She replied: “I don’t feel as if I could touch a morsel.”

It was the consecrated formula, and he expected it to be followed, as usual, by her rising and going down to supper. But she remained seated, and he could think of nothing more felicitous than: “I presume you’re tired after the long ride.”

Turning her head at this, she answered solemnly: “I’m a great deal sicker than you think.”

Her words fell on his ear with a strange shock of wonder. He had often heard her pronounce them before—what if at last they were true?

He advanced a step or two into the dim room. “I hope that’s not so, Zeena,” he said.

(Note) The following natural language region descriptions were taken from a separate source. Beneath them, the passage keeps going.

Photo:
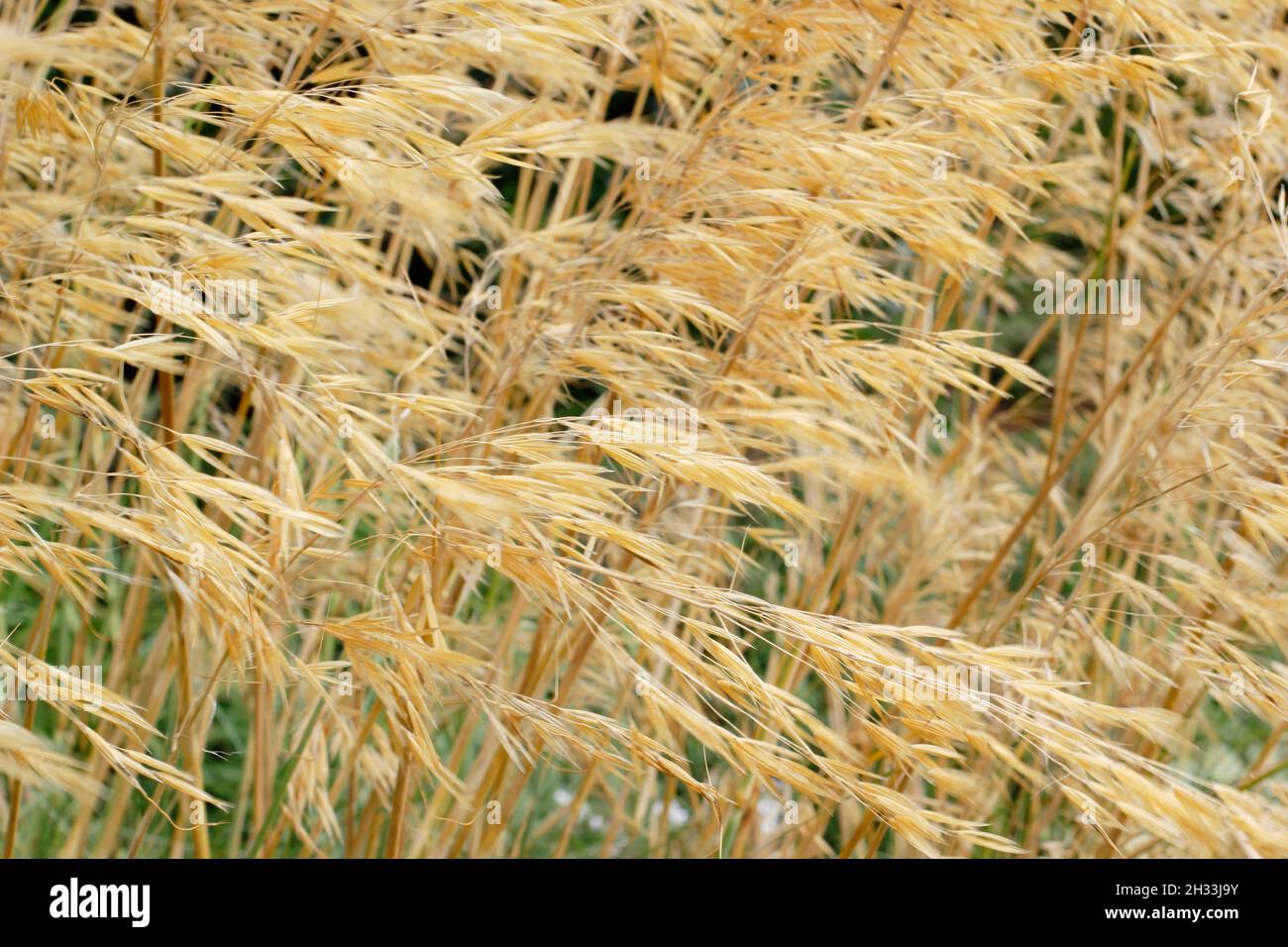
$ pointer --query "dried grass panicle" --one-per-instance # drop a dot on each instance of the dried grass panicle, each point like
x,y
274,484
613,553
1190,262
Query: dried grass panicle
x,y
636,428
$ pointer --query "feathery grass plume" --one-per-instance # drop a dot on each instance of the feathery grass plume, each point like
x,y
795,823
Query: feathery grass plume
x,y
643,428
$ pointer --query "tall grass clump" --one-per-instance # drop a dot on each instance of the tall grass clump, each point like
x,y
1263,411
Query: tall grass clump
x,y
643,428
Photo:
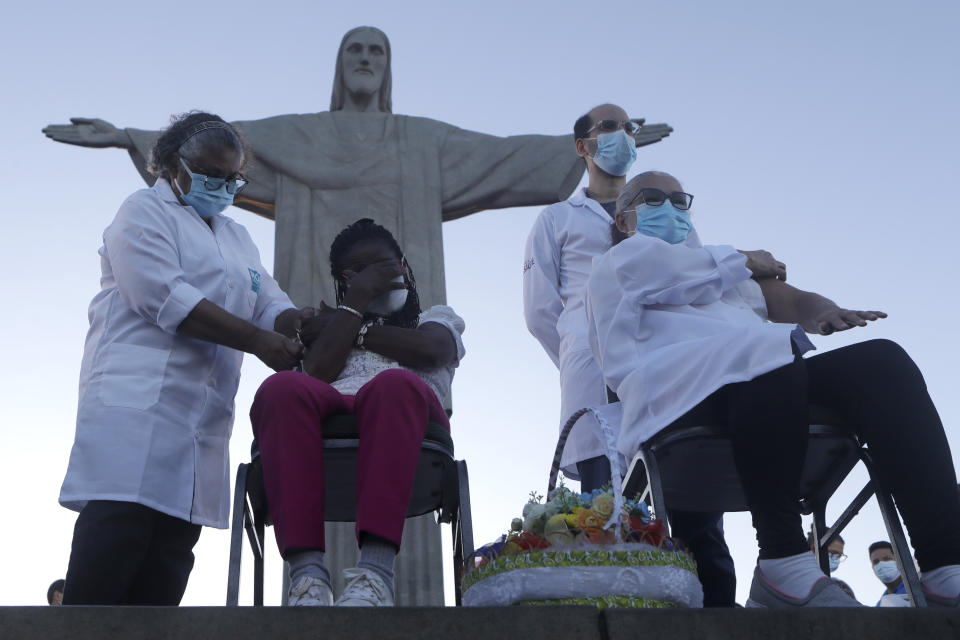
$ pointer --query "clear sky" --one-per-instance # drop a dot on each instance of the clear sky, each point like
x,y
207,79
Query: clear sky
x,y
825,132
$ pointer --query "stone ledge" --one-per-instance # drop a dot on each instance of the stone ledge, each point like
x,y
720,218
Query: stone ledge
x,y
525,623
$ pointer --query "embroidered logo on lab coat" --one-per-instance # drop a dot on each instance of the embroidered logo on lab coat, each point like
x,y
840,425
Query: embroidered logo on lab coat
x,y
254,280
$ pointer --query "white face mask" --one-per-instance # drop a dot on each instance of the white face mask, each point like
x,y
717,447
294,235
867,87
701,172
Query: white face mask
x,y
389,302
886,571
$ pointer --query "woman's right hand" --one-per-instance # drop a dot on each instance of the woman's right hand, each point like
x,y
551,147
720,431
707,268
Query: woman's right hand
x,y
277,351
372,281
88,132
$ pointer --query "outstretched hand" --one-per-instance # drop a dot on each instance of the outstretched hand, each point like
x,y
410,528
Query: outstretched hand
x,y
650,133
837,319
87,132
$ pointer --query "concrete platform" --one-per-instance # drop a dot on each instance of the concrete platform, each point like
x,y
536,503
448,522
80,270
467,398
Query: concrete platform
x,y
523,623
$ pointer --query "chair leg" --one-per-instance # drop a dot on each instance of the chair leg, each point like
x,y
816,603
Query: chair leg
x,y
462,530
901,550
236,535
258,565
656,486
819,527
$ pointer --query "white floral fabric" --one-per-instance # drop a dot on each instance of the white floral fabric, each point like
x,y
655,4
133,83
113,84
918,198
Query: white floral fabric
x,y
362,365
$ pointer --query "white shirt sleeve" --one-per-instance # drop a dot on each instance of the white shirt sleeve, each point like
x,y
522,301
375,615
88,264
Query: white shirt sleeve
x,y
542,303
651,271
272,300
444,315
143,254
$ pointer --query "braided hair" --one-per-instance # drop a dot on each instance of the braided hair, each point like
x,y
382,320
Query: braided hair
x,y
188,134
364,230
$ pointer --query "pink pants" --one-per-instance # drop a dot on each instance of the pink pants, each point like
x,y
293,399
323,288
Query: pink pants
x,y
392,412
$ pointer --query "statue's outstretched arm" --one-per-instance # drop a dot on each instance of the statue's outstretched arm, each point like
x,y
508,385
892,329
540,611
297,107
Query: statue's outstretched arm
x,y
89,132
651,133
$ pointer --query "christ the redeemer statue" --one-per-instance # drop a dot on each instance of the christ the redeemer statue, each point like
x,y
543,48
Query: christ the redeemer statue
x,y
316,173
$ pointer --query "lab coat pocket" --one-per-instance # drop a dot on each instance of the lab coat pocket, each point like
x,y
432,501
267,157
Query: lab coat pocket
x,y
132,375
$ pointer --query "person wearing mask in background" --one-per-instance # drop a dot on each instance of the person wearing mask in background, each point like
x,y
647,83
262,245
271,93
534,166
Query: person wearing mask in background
x,y
885,567
686,333
55,593
560,249
183,295
835,556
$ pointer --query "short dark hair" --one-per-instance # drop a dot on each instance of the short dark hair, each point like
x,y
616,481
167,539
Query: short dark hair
x,y
581,128
881,544
366,229
56,586
187,126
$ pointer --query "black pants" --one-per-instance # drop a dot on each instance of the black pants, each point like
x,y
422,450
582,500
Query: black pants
x,y
127,554
702,533
880,393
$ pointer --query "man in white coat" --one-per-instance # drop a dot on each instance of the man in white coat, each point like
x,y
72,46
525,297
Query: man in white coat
x,y
559,254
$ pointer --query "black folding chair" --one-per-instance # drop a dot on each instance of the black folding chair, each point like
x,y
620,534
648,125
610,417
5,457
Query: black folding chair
x,y
690,467
440,485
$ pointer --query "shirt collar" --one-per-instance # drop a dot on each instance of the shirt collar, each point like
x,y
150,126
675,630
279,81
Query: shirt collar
x,y
580,199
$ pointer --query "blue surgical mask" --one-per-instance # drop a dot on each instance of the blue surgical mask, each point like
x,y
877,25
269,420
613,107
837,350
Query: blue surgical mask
x,y
834,562
887,571
664,222
615,152
206,202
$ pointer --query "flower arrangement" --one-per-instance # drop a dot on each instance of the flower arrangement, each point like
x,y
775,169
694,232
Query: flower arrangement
x,y
573,520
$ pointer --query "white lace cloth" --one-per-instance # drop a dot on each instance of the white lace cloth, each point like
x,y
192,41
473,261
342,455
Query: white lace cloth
x,y
665,583
362,365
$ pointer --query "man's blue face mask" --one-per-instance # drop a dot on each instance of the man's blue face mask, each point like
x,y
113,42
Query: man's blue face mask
x,y
616,152
664,222
208,196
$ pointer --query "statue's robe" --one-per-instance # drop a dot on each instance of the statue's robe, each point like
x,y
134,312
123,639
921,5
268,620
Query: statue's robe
x,y
316,173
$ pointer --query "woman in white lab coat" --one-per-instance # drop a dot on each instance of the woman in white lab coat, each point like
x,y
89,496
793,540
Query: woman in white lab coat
x,y
183,295
681,330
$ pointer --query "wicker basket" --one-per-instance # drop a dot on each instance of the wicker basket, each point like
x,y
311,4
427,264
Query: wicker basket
x,y
620,574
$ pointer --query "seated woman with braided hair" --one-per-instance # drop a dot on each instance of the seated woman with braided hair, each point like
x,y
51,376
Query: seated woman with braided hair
x,y
681,332
375,355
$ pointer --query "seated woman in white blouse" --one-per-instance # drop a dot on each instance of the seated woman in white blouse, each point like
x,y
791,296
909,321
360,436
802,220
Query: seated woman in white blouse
x,y
378,356
681,330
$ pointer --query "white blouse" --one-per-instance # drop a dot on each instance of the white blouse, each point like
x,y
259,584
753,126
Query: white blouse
x,y
671,324
156,409
362,365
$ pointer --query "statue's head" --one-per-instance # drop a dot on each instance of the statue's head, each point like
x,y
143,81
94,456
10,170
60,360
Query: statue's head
x,y
363,68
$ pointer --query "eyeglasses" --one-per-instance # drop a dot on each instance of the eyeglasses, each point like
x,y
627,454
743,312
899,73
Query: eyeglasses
x,y
234,184
655,197
631,127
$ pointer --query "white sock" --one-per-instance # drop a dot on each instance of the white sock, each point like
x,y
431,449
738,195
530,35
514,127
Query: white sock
x,y
943,581
793,575
308,563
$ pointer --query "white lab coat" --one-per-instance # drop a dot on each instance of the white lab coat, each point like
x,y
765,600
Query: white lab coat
x,y
671,324
156,409
559,254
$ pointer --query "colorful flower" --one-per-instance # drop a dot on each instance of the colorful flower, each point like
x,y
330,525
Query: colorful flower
x,y
602,505
587,518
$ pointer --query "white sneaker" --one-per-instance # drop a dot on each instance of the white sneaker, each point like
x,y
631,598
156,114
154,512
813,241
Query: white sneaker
x,y
310,592
364,589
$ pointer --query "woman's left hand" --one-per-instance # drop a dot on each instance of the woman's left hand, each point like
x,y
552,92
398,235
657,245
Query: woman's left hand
x,y
313,326
289,322
837,319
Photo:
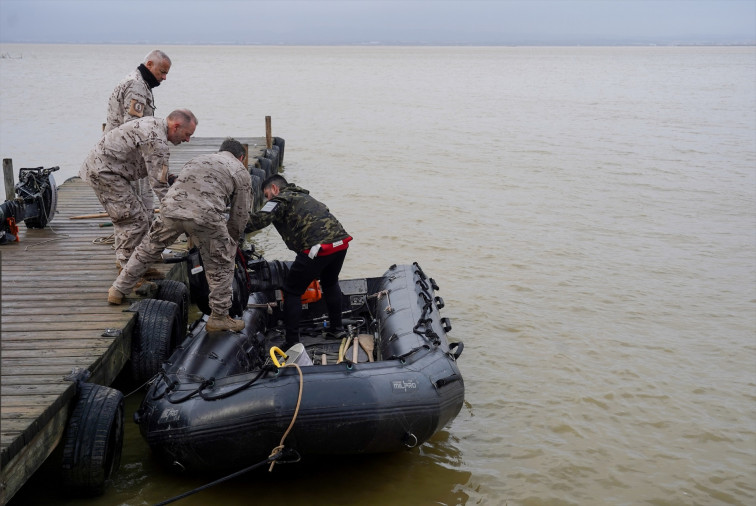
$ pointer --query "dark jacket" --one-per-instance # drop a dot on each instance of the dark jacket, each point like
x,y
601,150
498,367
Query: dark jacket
x,y
301,220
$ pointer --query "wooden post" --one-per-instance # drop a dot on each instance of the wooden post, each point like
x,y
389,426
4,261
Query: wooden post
x,y
10,190
268,134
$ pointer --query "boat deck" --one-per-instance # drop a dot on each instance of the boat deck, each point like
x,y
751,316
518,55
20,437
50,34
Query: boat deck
x,y
53,288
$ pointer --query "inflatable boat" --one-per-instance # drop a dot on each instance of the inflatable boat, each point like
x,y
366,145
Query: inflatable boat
x,y
225,400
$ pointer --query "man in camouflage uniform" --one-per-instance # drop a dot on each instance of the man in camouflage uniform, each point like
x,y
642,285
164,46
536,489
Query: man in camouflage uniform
x,y
195,205
132,151
132,99
310,230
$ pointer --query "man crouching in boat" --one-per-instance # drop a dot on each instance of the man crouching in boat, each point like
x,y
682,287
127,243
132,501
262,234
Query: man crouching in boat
x,y
310,230
195,205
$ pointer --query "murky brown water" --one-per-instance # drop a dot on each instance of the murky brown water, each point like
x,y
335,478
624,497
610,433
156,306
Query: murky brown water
x,y
590,217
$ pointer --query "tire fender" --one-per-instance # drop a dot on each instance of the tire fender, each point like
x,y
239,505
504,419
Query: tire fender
x,y
93,440
157,332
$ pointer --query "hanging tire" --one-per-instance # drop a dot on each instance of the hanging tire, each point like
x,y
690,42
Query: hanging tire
x,y
265,165
158,331
177,292
50,200
93,440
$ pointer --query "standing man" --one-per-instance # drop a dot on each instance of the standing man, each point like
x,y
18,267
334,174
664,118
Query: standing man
x,y
195,205
310,230
132,99
127,153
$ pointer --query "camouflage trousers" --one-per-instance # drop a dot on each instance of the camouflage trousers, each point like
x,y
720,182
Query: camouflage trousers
x,y
126,210
215,245
144,191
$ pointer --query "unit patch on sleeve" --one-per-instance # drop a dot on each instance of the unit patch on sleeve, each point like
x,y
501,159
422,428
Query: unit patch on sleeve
x,y
269,206
136,108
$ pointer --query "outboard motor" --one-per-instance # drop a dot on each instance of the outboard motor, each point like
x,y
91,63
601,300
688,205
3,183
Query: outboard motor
x,y
35,204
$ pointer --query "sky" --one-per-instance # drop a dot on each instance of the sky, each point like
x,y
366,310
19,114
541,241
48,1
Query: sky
x,y
410,22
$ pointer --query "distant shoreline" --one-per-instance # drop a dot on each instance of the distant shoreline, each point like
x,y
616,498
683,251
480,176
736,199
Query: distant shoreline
x,y
396,44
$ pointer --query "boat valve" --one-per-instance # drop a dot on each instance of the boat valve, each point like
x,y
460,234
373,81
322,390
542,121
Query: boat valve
x,y
409,440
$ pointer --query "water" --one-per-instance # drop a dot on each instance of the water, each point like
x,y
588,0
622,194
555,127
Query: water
x,y
590,217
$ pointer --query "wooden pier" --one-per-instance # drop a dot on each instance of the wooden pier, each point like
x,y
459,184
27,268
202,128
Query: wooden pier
x,y
53,288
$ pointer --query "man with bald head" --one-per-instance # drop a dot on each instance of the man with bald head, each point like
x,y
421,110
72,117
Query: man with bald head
x,y
137,149
132,99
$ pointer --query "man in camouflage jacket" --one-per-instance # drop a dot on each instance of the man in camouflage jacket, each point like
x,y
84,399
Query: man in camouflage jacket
x,y
132,99
310,230
127,153
195,205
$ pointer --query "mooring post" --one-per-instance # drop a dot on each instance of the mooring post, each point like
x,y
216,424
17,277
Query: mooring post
x,y
268,134
10,190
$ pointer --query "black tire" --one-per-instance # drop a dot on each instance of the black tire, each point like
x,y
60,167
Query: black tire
x,y
176,292
265,165
93,440
158,331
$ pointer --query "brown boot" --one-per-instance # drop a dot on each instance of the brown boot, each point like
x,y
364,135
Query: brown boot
x,y
114,296
223,322
153,273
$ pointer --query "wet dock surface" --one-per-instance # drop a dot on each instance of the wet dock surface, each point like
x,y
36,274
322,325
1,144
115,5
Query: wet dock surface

She continued to gaze at him through the twilight with a mien of wan authority, as of one consciously singled out for a great fate. “I’ve got complications,” she said.

Ethan knew the word for one of exceptional import. Almost everybody in the neighbourhood had “troubles,” frankly localized and specified; but only the chosen had “complications.” To have them was in itself a distinction, though it was also, in most cases, a death-warrant. People struggled on for years with “troubles,” but they almost always succumbed to “complications.”

Ethan’s heart was jerking to and fro between two extremities of feeling, but for the moment compassion prevailed. His wife looked so hard and lonely, sitting there in the darkness with such thoughts.

“Is that what the new doctor told you?” he asked, instinctively lowering his voice.

“Yes. He says any regular doctor would want me to have an operation.”